O pragmatismo para lidar com mamas só mostra que estamos longe da sua total libertação. Há quem peça censura no acto, tão singelo (e natural), de mamar. Essa exposição (desnecessária!) precisa de ser dissimulada e discreta, enquanto a Playboy continua a lucrar com o mamilo exposto. Ao mesmo tempo, envergonham-se as mulheres que escolhem não amamentar. “As mamas não nos pertencem”, já alguém dizia. As mamas vivem uma tensão milenar entre aceitação e escrutínio que deixam marcas profundas na forma como as mulheres vivem os seus corpos. Até estudos científicos contribuem para a sua objectificação. Insinuam que mamas assimétricas (que são todas) revelam uma pobre composição genética de quem as carrega. Esses estudos defendem que os homens que preferem mamas simétricas estão, na verdade, a optar por mulheres com uma carga genética mais favorável, garantido uma linhagem mais saudável.
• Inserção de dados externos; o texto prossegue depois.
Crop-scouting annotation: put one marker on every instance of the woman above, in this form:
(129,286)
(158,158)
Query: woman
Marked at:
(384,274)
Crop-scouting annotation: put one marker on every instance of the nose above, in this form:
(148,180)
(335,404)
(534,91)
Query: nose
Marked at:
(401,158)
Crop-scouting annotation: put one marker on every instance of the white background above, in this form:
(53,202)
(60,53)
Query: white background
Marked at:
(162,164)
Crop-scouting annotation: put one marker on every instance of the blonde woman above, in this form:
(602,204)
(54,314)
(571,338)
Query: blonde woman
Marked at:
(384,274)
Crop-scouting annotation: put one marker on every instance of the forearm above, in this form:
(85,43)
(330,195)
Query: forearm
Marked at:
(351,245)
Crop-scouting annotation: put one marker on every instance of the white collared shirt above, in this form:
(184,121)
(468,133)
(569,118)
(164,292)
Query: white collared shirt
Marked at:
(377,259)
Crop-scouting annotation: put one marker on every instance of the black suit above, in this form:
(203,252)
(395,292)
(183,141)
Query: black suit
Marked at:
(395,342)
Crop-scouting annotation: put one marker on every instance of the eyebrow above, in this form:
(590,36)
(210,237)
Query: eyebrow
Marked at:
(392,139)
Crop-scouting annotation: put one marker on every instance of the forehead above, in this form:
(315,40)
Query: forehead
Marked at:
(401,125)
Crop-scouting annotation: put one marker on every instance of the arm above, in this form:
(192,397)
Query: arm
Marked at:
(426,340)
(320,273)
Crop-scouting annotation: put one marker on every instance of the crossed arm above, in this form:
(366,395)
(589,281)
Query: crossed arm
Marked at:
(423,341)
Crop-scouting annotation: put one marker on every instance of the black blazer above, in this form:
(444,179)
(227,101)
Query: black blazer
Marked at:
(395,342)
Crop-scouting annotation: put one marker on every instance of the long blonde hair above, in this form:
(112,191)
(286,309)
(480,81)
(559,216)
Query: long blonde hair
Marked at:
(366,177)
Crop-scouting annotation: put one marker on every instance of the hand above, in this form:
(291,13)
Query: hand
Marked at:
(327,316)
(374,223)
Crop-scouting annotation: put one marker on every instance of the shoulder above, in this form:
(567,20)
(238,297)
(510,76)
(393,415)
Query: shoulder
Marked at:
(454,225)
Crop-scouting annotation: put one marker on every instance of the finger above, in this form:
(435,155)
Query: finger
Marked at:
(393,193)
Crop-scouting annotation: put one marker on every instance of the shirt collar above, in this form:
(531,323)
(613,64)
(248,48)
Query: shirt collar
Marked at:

As mamas são indicadores sexuais que precisam de ser urgentemente descomplicados. São necessários mais projectos sociais, educativos e artísticos que revelem de forma honesta a pluralidade de mamas existentes; projectos que revelem também que por detrás das mamas estão seres humanos de imensa complexidade. Há mulheres que odeiam as suas mamas porque lhes ensinaram a odiá-las. No pragmatismo dos dias que correm, é preciso tornar evidente que as mamas são uma pequena parte da complexidade da existência.